ETCD数据库源码分析——etcdserver bootstrap初始化存储

在这里插入图片描述
etcdserver.NewServer函数第一步就是调用bootstrap函数(定义在server/etcdserver/bootstrap.go文件中),其输入参数是config.ServerConfig,输出参数是bootstrappedServer,其主要作用是对存储Storage、集群信息Cluster和一致性模块信息Raft进行初始化和恢复。etcd 3.6.0和之前版本不同是将需要恢复的模块都集中到bootstrappedServer结构体中,以简化代码逻辑。

bootstrapSnapshot

func bootstrap(cfg config.ServerConfig) (b *bootstrappedServer, err error) {
    // 每个etcd节点都会将其数据保存到"节点名称.etcd/member"目录下。这里会先检测该目录是否存在,如果不存在就创建该目录
	if terr := fileutil.TouchDirAll(cfg.Logger, cfg.DataDir); terr != nil { return nil, fmt.Errorf("cannot access data directory: %v", terr) }
	if terr := fileutil.TouchDirAll(cfg.Logger, cfg.MemberDir()); terr != nil { return nil, fmt.Errorf("cannot access member directory: %v", terr) }
	// 删除tmp快照,创建snapshotter
	ss := bootstrapSnapshot(cfg)

bootstrapSnapshot函数最主要的功能就是创建snapshotter。这里解释一下什么是snapshotter?随着节点的运行,会处理客户端和集群中其他节点发来的大量请求,相应的WAL日志会不断增加,会产生大量的WAL日志文件。当节点宕机之后,如果要恢复其状态,则需要从头读取全部的WAL日志文件,这样显然是不可能的。etcd为此会定期创建快照并将其保存到本地磁盘中(和redis的持久化RDB内存快照原理一致),在恢复节点状态时会先加载快照文件,使用该快照数据将节点恢复到对应的状态,之后从快照数据之后的相应位置开始读取WAL日志文件,最终将节点恢复到正确的状态。etcd将快照功能独立到snap模块中,snapshotter就是snapshot模块的核心结构体,这里首先初始化该结构体,从恢复逻辑上来看是正常的。
在这里插入图片描述
bootstrapSnapshot函数首先判定数据目录下有snap目录,然后删除带有tmp前缀的快照文件,最终调用snap包中的New函数初始化snapshotter实例。
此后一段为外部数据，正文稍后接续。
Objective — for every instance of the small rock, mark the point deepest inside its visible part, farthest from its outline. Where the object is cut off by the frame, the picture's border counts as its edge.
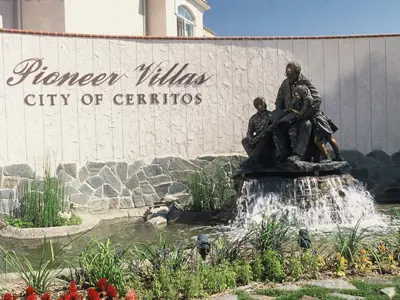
(19, 170)
(159, 211)
(158, 221)
(94, 167)
(346, 297)
(126, 203)
(390, 292)
(262, 297)
(109, 191)
(377, 280)
(64, 176)
(81, 199)
(83, 174)
(169, 198)
(333, 284)
(289, 288)
(95, 181)
(226, 297)
(2, 224)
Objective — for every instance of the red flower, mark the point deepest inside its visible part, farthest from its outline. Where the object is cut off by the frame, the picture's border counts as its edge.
(73, 291)
(30, 291)
(93, 294)
(102, 284)
(7, 296)
(131, 295)
(45, 297)
(111, 291)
func bootstrapSnapshot(cfg config.ServerConfig) *snap.Snapshotter {
	if err := fileutil.TouchDirAll(cfg.Logger, cfg.SnapDir()); err != nil { cfg.Logger.Fatal("failed to create snapshot directory",zap.String("path", cfg.SnapDir()),zap.Error(err), ) }
	if err := fileutil.RemoveMatchFile(cfg.Logger, cfg.SnapDir(), func(fileName string) bool { return strings.HasPrefix(fileName, "tmp") }); err != nil {
		cfg.Logger.Error("failed to remove temp file(s) in snapshot directory",zap.String("path", cfg.SnapDir()),zap.Error(err),)
	}
	return snap.New(cfg.Logger, cfg.SnapDir()) // 创建snaoshotter实例,用来读写snap目录下的快照文件
}

根据配置创建RoundTripper实例,RoundTripper主要负责实现网络请求等功能。

	prt, err := rafthttp.NewRoundTripper(cfg.PeerTLSInfo, cfg.PeerDialTimeout())
	if err != nil { return nil, err }

bootstrapBackend

创建v2版本存储和检测wal目录下是否存在WAL日志文件、snaoshotter实例都要作为bootstrapBackend函数的形参。

	haveWAL := wal.Exist(cfg.WALDir()) // 检测wal目录下是否存在WAL日志文件
	st := v2store.New(StoreClusterPrefix, StoreKeysPrefix) // 创建v2版本存储,这里指定了StoreClusterPrefix和StoreKeysPrefix两个只读目录,这两个常量值分别是"/0"和"/1"
	backend, err := bootstrapBackend(cfg, haveWAL, st, ss)
	if err != nil { return nil, err }

首先我们需要知道这里的需要初始化的Backend其实就是Backend接口的实例,根据v3版本存储的设计,其底层的存储是可以切换的。因此这里我们就是需要初始化Backend,恢复存储。因此bootstrapBackend首先就是先判断是否存在v3存储的数据库文件。然后就是最重要的环节先加载快照文件,使用该快照数据将节点存储恢复到快照状态,这就是recoverSnapshot函数所作的事情;如果没有wal也就不需要恢复了,也就是该节点是新建立的。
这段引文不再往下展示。